O canto das almas
Visões do Paraíso
Mariana Ianelli
Uma terra de grandes arvoredos, águas infinitas e com gente de tal inocência que, se homem os entendesse e eles a nós, seriam logo cristãos, escreveu Pero Vaz de Caminha na Carta a El-Rei D. Manuel, desde a Ilha de Vera Cruz, em maio de 1500. Era a descoberta do Paraíso na Terra, um mundo em estado de sétimo dia de criação. Agora, em pleno século 21, temos a fábula científica do Paraíso no Espaço, da vida em desertos extraterrestres, o sonho da colonização de Marte.
Neste momento, em Moscou, seis astronautas estão vivendo confinados em uma cápsula que simula uma nave em jornada interplanetária. A expedição virtual, que faz parte de um projeto chamado Mars500, inclui testes físicos e psicológicos, atividades exploratórias em terras marcianas, além de um monitoramento constante da tripulação pelo Instituto de Problemas Biomédicos russo, que conduz o experimento ao lado da Agência Espacial Norte Americana e da Espacial Europeia. Outro projeto, menos ambicioso mas igualmente fantástico, foi realizado nos Estados Unidos, dois anos atrás, com estudantes que simularam uma viagem ao planeta vermelho nos confins do deserto de Utah.
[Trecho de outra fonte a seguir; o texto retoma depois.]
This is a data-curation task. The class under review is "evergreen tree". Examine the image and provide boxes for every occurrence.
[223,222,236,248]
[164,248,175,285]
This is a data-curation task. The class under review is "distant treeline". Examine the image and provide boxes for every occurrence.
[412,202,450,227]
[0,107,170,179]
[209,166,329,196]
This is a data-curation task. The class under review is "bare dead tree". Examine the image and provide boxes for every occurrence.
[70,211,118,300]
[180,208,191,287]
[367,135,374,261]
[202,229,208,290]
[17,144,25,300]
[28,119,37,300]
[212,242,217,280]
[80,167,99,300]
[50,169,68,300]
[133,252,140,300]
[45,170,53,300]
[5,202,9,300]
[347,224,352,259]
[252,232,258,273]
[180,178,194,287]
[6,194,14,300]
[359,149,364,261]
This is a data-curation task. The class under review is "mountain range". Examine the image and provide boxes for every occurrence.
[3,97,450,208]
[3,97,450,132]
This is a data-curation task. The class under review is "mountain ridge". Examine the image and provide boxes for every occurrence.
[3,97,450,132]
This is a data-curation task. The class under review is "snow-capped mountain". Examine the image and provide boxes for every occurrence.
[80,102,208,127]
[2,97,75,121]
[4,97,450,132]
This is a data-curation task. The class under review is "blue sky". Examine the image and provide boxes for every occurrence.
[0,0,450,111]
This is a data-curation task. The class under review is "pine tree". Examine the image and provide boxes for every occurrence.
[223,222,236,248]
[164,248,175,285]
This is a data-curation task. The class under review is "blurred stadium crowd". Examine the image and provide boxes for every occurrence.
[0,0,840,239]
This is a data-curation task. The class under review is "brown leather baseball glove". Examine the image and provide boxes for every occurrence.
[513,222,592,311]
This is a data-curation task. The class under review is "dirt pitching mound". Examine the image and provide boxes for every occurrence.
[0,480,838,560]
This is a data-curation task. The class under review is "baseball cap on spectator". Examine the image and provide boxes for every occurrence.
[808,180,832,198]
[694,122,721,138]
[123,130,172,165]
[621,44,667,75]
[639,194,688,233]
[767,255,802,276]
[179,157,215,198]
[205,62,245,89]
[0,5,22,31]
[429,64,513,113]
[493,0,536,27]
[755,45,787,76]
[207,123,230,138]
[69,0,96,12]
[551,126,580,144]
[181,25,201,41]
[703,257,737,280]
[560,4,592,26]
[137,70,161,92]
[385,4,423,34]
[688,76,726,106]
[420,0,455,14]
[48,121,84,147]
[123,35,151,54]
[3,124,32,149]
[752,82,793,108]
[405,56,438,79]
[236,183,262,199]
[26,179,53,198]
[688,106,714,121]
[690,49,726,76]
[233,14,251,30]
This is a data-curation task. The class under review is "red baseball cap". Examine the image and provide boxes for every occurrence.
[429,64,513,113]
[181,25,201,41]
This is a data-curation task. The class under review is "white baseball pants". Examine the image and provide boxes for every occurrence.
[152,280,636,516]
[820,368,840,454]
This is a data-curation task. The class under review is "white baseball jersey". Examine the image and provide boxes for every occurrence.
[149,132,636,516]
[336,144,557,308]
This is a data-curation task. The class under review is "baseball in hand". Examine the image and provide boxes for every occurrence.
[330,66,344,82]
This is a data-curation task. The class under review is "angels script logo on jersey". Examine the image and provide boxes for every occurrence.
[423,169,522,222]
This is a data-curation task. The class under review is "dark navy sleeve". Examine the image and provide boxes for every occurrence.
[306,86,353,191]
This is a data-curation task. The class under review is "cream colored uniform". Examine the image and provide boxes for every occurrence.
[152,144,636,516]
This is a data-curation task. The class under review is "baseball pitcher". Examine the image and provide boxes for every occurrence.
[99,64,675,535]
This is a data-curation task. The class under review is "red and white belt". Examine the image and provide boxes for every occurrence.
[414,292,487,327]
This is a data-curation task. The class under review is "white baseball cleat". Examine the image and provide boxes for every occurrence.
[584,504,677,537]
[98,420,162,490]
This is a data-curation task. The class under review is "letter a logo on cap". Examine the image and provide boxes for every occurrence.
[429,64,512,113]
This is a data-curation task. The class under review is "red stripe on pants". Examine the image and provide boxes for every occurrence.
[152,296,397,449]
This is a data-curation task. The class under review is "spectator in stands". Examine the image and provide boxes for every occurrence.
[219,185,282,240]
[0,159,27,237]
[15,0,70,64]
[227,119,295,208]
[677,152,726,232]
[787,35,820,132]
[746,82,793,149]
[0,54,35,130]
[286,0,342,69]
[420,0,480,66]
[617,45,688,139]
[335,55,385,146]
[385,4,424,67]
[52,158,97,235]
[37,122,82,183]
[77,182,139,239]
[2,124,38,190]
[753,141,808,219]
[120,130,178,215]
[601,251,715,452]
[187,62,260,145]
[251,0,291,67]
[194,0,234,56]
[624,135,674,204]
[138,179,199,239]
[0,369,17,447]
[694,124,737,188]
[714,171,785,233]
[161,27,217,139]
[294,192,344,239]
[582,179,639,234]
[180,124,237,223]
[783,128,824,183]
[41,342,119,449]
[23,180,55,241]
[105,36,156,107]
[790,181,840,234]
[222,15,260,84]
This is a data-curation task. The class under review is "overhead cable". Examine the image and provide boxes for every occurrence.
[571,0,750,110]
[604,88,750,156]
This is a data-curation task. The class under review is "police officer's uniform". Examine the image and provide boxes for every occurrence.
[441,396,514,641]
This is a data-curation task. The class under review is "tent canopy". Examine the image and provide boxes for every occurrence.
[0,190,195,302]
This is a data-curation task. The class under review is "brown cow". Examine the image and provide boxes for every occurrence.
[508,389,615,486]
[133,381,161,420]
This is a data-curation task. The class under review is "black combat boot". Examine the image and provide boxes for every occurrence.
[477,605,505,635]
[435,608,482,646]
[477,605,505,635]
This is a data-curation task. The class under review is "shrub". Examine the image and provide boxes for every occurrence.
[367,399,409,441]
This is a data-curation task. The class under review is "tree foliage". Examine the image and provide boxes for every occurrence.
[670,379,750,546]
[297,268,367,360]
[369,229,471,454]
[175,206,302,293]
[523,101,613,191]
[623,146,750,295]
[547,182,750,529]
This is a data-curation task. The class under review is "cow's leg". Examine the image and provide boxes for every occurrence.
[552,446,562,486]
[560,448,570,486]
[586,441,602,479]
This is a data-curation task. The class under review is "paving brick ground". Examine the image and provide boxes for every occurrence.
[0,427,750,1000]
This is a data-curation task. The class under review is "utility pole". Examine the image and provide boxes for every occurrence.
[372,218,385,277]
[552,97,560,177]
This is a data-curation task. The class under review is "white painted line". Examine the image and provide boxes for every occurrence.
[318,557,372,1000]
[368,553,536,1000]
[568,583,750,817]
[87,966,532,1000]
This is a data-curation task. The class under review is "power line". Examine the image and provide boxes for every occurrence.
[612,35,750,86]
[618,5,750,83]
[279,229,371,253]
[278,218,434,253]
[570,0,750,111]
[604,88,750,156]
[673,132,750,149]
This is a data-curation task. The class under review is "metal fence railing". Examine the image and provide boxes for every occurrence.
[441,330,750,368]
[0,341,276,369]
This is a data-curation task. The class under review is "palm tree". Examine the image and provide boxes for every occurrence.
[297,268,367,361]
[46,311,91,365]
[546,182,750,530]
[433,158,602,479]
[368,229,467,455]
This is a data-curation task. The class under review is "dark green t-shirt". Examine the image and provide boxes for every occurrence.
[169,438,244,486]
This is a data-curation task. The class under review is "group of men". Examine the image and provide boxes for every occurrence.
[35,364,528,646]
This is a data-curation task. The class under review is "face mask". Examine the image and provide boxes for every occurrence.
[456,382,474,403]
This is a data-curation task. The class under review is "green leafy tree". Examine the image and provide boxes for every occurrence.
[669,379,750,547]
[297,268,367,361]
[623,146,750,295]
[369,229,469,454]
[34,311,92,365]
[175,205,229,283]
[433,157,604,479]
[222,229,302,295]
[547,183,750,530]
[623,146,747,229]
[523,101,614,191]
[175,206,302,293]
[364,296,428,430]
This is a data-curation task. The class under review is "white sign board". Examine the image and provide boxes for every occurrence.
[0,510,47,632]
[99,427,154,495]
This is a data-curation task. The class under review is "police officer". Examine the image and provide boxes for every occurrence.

Existe ainda a Sociedade Marciana, fundada há pouco mais de uma década, que hoje reúne cerca de 10 mil pessoas interessadas nos avanços científicos para um futuro desbravamento espacial. Já foi criada até mesmo uma bandeira de Marte, hasteada na ilha de Devon, no Canadá.
Uma das provas a que os astronautas em Moscou estão sendo submetidos, durante esse período de mais de um ano de confinamento, intitula-se “O Livro da Vida”. Cada tripulante deverá preencher um diário com reminiscências da sua vida na Terra, lugares, situações, rostos familiares. Então imagino, daqui a um século, os pioneiros dessa tão sonhada missão colonizadora aportando em terras nada vicejantes, uma paisagem acidentada e ressequida, semelhante ao Vale de Josafá. A carta que redigiriam, do fundo de uma encosta acobreada, ao observarem o céu de Marte. Se por acaso encontrariam ali o mesmo que uma vez encontrou Dante, a visão do venerável signo, aquela resplandecência de grãos, o som de harpa do canto das almas.